I have a complete, discrete and independent Solus Plasma build (EFI, swap and data partitions) on a PNY 256GB M.2 SATA drive enclosed in a Sabrent USB 3.2 Type-C enclosure for M.2 PCIe NVMe and SATA drives. The build is an exact replica of my in-laptop build (my login, my browser, my passwords, my apps, a copy of my monthly data backup, and so on), and I update regularly to keep the build current.
Using a short (6") C to C or C to A data cable, I can plug the enclosed drive into a USB-C or USB-A port on any UEFI computer (with Secure Boot disabled), boot from the UEFI Boot Menu, and I have a working computer running Solus Plasma as the OS/DE. When I unplug, I reboot the computer into its own OS (Windows typically).

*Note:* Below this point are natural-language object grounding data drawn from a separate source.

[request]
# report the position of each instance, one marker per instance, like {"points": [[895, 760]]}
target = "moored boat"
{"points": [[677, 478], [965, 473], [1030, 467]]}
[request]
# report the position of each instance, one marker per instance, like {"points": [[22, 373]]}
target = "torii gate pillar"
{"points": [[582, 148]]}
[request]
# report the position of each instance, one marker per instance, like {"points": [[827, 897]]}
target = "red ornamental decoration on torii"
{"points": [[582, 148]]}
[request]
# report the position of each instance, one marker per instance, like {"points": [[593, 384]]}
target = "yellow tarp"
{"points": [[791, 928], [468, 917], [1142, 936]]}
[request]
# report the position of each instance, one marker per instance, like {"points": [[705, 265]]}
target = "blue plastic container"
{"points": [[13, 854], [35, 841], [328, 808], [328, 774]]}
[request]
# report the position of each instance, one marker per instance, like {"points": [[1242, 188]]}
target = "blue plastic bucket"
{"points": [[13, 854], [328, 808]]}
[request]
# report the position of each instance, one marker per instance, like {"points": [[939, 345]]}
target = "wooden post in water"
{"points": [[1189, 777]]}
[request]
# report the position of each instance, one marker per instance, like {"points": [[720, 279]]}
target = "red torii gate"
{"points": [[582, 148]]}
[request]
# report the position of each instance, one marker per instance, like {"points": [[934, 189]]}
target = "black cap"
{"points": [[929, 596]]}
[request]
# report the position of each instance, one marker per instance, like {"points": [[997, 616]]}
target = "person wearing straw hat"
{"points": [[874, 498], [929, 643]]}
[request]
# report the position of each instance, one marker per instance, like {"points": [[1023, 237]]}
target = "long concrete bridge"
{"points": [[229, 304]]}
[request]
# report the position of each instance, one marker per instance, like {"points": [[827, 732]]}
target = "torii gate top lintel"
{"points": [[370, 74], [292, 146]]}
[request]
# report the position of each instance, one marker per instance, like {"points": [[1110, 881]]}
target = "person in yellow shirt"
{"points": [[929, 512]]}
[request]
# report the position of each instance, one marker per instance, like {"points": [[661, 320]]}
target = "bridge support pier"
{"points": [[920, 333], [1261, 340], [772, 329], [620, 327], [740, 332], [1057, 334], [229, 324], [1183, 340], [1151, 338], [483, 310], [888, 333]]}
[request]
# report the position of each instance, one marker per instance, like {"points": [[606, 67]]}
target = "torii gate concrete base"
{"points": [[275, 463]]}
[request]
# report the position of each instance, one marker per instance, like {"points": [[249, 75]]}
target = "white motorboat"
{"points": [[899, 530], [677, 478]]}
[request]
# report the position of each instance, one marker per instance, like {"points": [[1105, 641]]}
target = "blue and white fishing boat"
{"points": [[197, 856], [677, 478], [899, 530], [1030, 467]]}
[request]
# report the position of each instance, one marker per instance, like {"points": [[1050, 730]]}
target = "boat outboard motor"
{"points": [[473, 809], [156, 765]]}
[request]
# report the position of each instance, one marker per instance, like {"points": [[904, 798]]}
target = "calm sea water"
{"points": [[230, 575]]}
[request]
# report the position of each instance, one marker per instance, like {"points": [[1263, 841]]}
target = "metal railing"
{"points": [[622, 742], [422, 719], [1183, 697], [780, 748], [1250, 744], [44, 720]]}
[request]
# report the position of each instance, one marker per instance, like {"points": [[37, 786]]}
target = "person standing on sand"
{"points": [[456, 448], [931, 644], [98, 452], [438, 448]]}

All I have to do is to remember to reset the date/time settings on the original OS. After I unplug and reset date/time, not a trace remains on the computer.

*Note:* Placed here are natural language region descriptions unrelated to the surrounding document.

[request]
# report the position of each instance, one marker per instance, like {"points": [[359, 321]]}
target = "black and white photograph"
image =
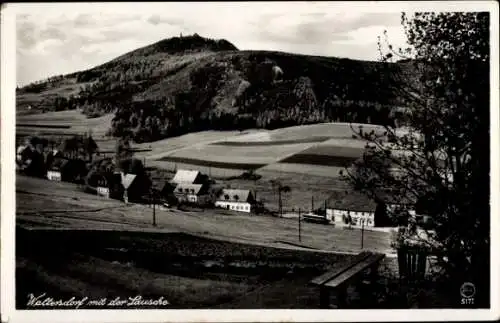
{"points": [[254, 156]]}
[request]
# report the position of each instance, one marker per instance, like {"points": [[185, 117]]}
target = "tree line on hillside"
{"points": [[308, 90]]}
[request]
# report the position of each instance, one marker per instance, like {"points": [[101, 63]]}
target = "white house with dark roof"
{"points": [[236, 200], [187, 177], [356, 208], [194, 193]]}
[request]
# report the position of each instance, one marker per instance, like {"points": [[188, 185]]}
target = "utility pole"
{"points": [[280, 205], [300, 239], [154, 208], [362, 232]]}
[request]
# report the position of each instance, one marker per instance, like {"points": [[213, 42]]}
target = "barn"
{"points": [[183, 176], [192, 193], [236, 200]]}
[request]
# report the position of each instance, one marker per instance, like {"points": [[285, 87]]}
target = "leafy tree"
{"points": [[444, 155]]}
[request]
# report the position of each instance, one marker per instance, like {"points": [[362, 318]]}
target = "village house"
{"points": [[358, 210], [103, 187], [192, 193], [353, 209], [163, 191], [189, 177], [54, 175], [236, 200]]}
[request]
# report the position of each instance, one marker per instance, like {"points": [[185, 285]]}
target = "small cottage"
{"points": [[192, 193], [236, 200], [187, 177], [54, 175], [103, 187], [352, 208]]}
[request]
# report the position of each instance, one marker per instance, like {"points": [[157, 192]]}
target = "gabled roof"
{"points": [[185, 176], [127, 179], [235, 195], [352, 201], [185, 188]]}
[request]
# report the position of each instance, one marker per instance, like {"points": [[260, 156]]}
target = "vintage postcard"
{"points": [[286, 161]]}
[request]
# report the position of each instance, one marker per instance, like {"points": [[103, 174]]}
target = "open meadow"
{"points": [[320, 150], [66, 123]]}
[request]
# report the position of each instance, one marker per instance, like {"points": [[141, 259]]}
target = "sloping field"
{"points": [[332, 130], [313, 170], [240, 154], [77, 121], [299, 149], [164, 147]]}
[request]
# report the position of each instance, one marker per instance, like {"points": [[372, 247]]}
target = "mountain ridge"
{"points": [[191, 83]]}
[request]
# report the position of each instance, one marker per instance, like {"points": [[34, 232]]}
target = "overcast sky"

"Plasma on a Stick" is an extension of "dual drive, dual boot" installation, in which each OS drive stands on its own, entirely self-contained. The difference is that "Plasma on a Stick" deploys on an external drive rather than an internal drive. Otherwise, it is no different.

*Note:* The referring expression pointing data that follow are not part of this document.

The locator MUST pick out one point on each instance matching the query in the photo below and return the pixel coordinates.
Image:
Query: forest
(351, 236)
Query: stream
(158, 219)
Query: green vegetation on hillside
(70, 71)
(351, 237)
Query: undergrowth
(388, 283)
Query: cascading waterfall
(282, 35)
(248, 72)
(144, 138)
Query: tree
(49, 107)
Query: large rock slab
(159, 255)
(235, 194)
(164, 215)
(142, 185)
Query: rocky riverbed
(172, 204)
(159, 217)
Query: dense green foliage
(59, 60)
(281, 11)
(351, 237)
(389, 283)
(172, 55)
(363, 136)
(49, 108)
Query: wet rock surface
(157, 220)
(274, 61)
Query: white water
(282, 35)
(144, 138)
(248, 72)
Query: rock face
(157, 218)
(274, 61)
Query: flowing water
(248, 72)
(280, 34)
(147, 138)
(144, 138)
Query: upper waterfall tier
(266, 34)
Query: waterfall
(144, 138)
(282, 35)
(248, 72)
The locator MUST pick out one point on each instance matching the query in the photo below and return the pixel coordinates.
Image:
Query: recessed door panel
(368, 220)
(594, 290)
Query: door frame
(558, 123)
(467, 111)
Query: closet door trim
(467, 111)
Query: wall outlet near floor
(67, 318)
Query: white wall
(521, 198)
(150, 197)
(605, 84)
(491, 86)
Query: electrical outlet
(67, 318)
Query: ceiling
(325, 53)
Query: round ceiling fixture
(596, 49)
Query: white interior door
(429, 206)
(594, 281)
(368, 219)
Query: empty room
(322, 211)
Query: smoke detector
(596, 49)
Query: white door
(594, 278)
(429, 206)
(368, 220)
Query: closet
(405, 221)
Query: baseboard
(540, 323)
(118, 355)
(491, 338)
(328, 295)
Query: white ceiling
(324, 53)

"Plasma on a Stick" works with Solus because Solus doesn't screw around with nonsense like Grub, but stands by itself alone. It probably would not work with distros using Grub, because Grub-based distros screw up the UEFI Boot Menu, but I wouldn't touch those distros anyway, except in a VM. I hate Grub.
I use "Plasma on a Stick" at the railroad on occasion (sometimes it is just easier to plug into a railroad computer than to get my laptop and fire it up), once in a while on a friend's computer, and sometimes on "public" computers. Right now it is a handy way to use the laptop until I get around to figuring out how I screwed up my in-laptop build and correcting it.
I think that straightening out the in-laptop build is going to be a mess, because that build does not see the speakers at all, which means I can't change the speaker profile. I'll spend an hour or two troubleshooting, but I'm probably in for a rebuild. I like Linux, but sometimes I'm ready to toss it out the window.
Edit/Update: Just for the record, there is nothing magic about using an external M.2 drive in an enclosure. I've created portable builds with 2.5" SATA drives in an enclosure. The advantage of M2. drivers is that the enclosures are smaller and easier to carry around and use.